# Another one



## Tclem (May 18, 2015)

i may have to give away the 5000 wood blanks I have. This blank making is kinda fun. My fourth or fifth pen

Reactions: Like 2 | EyeCandy! 2


----------



## Tony (May 18, 2015)

That is really cool! Is that one of the blanks you poured? Tony


----------



## Tclem (May 18, 2015)

Tony said:


> That is really cool! Is that one of the blanks you poured? Tony


Yes. Here is another one I poured

Reactions: Like 2 | EyeCandy! 1 | Way Cool 3


----------



## Nature Man (May 19, 2015)

That blue is stunning!
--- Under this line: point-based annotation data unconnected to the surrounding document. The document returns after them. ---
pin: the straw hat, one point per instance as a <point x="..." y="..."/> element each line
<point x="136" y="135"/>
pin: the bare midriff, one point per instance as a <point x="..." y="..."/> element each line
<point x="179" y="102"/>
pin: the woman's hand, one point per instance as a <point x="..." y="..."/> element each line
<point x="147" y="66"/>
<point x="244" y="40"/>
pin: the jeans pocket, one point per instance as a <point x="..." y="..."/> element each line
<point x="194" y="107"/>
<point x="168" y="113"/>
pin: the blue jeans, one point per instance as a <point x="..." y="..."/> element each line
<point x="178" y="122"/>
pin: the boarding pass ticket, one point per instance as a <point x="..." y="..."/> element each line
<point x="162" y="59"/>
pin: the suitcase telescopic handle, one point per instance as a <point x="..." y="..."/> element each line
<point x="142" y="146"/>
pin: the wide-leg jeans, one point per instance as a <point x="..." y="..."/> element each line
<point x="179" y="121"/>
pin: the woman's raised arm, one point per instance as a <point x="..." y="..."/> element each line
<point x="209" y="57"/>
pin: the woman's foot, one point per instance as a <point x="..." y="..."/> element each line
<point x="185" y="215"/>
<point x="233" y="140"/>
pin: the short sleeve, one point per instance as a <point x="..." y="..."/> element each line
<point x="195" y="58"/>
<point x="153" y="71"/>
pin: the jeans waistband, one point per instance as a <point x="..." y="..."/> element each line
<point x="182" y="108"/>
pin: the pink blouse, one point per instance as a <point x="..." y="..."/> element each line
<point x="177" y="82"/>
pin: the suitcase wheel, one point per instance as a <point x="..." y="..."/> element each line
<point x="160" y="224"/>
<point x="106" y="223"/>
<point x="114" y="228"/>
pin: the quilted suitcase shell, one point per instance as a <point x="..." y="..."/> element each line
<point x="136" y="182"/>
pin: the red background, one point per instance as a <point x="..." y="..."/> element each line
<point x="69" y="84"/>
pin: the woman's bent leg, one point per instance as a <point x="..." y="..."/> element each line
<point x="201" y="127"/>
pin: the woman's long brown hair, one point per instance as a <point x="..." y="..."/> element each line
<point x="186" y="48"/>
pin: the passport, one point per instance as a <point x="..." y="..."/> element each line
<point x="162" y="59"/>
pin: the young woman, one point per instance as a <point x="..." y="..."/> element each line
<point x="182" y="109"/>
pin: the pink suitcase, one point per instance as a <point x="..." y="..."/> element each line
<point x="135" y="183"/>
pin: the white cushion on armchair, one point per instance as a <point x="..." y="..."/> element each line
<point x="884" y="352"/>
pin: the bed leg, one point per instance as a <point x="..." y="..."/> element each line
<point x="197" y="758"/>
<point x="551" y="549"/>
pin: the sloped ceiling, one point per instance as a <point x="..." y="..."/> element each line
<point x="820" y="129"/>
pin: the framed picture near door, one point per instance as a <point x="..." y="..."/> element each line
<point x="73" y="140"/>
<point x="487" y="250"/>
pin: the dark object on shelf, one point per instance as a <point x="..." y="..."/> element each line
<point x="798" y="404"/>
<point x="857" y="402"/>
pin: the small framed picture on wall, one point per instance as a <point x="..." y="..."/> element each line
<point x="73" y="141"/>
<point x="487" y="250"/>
Chuck

Reactions: Thank You! 1


----------



## manbuckwal (May 19, 2015)

Really like your blank color schemes , but you would be plumb loco to give up your wood


----------



## Tclem (May 19, 2015)

manbuckwal said:


> Really like your blank color schemes , but you would be plumb loco to give up your wood


Lol I ain't given it up. Lol


----------



## rdabpenman (May 20, 2015)

They look great from here.
Well done.

Les

Reactions: Thank You! 1


----------



## ironman123 (May 21, 2015)

Congrats on your casting progress. All PR?
Cool looking blanks and pens.


----------



## Tclem (May 21, 2015)

ironman123 said:


> Congrats on your casting progress. All PR?
> Cool looking blanks and pens.


Thanks. Yes. All PR


----------



## ssgmeader (May 22, 2015)

Tclem said:


> Yes. Here is another one I poured
> 
> 
> 
> ...



I like this one it looks almost like dark antler. Oh and if your just going give blanks away feel free.


----------